Meireles and his colleagues suspected a correlation between spectra and evolutionary history. Since differences in plant traits such as chemistry and shape produce different interactions with light, the researchers thought related plants that share traits might reflect similar light patterns. "But we didn’t have a model of the mechanism," he said.

In the new study, published recently in the journal New Phytologist, the team described how their model merges the way leaves reflect light with the way traits have evolved over time. 

"This work links the physics of light to biology and evolution," said Woody Turner, a conservation scientist with NASA who was not involved in the study.

While related species reflect similar light profiles, the researchers showed not all groups of related plants reflect the same type of light. Pigments including chlorophyll and carotenoids reflect light and give plants distinct colors. Other plant traits interact with light in ways we can’t see, but still indicate their identity. Gymnosperms such as conifers are most associated with the shortwave infrared region. But grasses and other monocots correlate with the visible and near-infrared wavelengths.

This means scientists have to measure the entire light spectrum, rather than a few predefined bands, to properly identify a plant by its reflectance.

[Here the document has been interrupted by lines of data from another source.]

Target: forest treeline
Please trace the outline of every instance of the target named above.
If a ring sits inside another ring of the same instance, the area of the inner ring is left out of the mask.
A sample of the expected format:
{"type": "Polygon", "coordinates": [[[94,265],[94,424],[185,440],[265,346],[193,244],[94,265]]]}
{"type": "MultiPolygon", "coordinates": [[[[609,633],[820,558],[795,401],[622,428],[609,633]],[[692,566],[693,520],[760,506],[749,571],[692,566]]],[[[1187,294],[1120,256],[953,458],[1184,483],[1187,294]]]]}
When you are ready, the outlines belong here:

By measuring the full spectrum reflecting off an unknown leaf, scientists can use the model to gauge what group of plants the leaf belongs to.

Meireles and his colleagues measured the light reflected by the leaves of 544 diverse plant species to confirm the model is broadly applicable. As with any model, it’s just a framework. "It’s an oversimplification of how evolution actually works," Meireles said. With that in mind, the researchers see this model, and spectra in general, as a tool to help measure plant identity and biodiversity on a wider scale.

Biodiversity loss is accelerating globally, and determining which species are present in an ecosystem is essential for assessing how the ecosystem is changing. Monitoring this is typically a laborious process. It isn’t always possible to count every species by hand, Meireles said.

By collecting spectral data remotely from airplanes or satellites and applying this new model, scientists could estimate which plants live within a landscape without even picking up a leaf.

To measure individual plants, Meireles and his colleagues beamed artificial light at single leaves and used a hand-held instrument to measure their spectra. But at atmospheric levels, the Sun provides the light. Specialized sensors can remotely detect hundreds of light measurements reflecting from Earth at a resolution of meters. The researchers think this could allow them to map out what general plant types are within a certain area.

NASA is working to put observation satellites into orbit with instruments capable of collecting these types of data. While Meireles and his colleagues used their model to evaluate individual leaves in the lab, a satellite-based system could do the same for forests across the globe.

“For a global problem, you need a global solution,” Turner said.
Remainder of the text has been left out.